Nos nove temas de Lotta Sea Lice há canções novas, sendo o grande destaque o arranque com “Over Everything”, escrito obviamente por Vile e marcado pela sua personalidade, com um brilho acrescido pela troca de vozes entre ambos. Outro momento alto está no acústico “Continental Breakfast”, escrito por Vile mas com a australiana a ser decisiva e dar um luminoso contraponto ao tom grave e arrastado do comparsa.
Há covers trocados, com Barnett a dar nova vida a um velho tema bem conhecido de Vile, aqui baptizado de “Peepin’ Tom”, e o americano a atirar-se a “Outta the Woodwork”, com a ajuda de Barnett. Há “Fear is Like a Forest”, uma versão de uma canção de Jen Cloher, a esposa de Barnett, o momento mais tenso e mais “Crazy Horse” de todo o disco. E há até, a fechar, uma versão de “Untogether”, das Belly, uma canção de que Kurt Vile muito gosta e que mostrou pela primeira vez à australiana, que se deixou conquistar.
Lotta Sea Lice é, assim, um objecto bem curioso e dotado de personalidade própria, que fica como mais um tiro certeiro de ambos os músicos. Não foi dado o salto para a criação de algo inteiramente novo e distinto do que Vile e Barnett têm feito, mas isso talvez fosse esperar um pouco demais.

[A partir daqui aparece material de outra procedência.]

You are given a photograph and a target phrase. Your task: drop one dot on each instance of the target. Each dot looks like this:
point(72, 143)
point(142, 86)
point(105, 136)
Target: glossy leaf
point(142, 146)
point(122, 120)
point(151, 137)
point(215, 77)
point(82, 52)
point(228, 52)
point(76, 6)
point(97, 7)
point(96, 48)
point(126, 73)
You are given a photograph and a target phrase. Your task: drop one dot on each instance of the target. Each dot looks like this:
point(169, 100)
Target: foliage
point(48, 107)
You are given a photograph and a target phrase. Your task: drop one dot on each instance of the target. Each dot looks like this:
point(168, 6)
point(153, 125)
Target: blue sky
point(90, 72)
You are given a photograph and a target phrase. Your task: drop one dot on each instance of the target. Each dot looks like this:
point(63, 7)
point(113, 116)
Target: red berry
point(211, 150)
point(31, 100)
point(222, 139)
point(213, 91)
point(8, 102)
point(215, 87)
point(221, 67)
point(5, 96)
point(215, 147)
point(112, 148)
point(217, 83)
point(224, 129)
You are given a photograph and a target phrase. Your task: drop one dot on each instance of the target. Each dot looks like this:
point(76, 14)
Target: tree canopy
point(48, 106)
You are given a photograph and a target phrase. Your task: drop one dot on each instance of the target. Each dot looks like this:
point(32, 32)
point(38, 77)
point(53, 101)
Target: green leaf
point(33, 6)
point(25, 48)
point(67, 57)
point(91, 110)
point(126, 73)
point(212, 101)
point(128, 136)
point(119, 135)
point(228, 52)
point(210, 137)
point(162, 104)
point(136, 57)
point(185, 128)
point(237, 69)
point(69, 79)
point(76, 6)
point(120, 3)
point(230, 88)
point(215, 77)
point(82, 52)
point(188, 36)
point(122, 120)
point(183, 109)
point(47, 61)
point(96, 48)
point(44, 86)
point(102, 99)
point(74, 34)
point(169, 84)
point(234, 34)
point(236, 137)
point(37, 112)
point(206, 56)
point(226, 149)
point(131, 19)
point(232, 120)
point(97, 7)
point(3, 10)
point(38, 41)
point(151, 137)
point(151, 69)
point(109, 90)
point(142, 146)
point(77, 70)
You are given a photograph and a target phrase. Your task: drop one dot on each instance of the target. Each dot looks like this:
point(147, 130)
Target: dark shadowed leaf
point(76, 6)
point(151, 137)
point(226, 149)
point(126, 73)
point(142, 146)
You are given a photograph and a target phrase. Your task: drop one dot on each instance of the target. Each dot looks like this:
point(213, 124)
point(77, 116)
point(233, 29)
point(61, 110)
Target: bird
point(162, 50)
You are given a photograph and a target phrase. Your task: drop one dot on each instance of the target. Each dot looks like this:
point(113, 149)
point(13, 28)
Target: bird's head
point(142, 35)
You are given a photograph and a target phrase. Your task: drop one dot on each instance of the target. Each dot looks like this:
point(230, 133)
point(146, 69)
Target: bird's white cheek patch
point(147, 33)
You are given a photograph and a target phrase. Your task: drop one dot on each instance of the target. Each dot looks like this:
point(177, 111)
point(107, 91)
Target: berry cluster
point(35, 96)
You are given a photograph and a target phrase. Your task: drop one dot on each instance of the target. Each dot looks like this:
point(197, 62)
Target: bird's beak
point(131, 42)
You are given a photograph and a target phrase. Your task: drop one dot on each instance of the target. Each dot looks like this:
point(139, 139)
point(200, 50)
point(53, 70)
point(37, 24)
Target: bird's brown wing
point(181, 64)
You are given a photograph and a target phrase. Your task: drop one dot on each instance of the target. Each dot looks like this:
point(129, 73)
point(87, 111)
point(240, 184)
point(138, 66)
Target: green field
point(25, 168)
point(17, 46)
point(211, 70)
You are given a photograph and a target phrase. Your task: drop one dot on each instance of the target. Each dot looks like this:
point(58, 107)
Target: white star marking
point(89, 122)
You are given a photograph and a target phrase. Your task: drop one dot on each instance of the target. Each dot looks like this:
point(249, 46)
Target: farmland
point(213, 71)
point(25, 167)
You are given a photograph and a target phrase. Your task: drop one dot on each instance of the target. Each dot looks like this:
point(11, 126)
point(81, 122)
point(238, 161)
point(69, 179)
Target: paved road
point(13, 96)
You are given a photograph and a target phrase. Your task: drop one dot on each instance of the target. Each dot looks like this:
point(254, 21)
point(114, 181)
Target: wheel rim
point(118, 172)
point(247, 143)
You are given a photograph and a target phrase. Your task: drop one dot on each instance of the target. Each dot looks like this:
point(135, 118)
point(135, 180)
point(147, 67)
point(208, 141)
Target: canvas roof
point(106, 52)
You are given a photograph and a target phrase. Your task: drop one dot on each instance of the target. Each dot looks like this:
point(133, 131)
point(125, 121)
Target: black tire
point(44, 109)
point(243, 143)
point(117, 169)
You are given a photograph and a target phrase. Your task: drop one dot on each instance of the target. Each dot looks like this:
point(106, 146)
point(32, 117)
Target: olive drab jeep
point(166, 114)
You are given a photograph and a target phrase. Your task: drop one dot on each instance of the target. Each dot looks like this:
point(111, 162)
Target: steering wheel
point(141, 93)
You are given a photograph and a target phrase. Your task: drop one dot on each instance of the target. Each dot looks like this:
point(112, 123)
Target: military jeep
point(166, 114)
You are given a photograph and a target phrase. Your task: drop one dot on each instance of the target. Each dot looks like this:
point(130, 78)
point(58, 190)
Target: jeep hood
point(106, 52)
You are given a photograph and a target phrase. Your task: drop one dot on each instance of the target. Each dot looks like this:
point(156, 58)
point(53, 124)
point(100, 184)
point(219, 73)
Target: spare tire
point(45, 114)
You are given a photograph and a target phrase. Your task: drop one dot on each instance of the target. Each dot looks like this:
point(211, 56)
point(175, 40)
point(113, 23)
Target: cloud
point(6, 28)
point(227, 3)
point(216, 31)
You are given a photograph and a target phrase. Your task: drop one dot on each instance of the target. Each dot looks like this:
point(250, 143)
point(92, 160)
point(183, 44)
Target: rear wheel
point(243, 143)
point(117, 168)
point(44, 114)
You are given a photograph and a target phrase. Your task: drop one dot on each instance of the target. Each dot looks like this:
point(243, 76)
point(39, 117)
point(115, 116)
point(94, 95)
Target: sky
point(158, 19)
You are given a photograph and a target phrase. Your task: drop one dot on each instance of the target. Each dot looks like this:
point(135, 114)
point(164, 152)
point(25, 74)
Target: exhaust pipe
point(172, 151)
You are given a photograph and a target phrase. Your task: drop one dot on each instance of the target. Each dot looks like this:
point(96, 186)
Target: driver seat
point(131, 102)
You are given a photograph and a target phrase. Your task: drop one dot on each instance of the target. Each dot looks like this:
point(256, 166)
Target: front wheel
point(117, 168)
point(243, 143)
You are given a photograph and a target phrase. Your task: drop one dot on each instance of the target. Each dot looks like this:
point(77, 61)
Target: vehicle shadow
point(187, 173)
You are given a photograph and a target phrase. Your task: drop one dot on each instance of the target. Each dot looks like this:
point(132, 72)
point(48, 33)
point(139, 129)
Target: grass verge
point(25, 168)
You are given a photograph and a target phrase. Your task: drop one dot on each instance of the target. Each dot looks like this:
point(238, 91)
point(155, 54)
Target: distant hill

O que nos fica é um disco caseiro, no sentido de familiar e confortável, a celebração de uma amizade musical. Lotta Sea Lice promete ser um bom companheiro para muitos fins de tarde, sem qualquer pretensiosismo de querer mudar o mundo, como aquela boa camisa de flanela que pode não ser o último grito da moda mas que ainda nos faz sentir muito bem.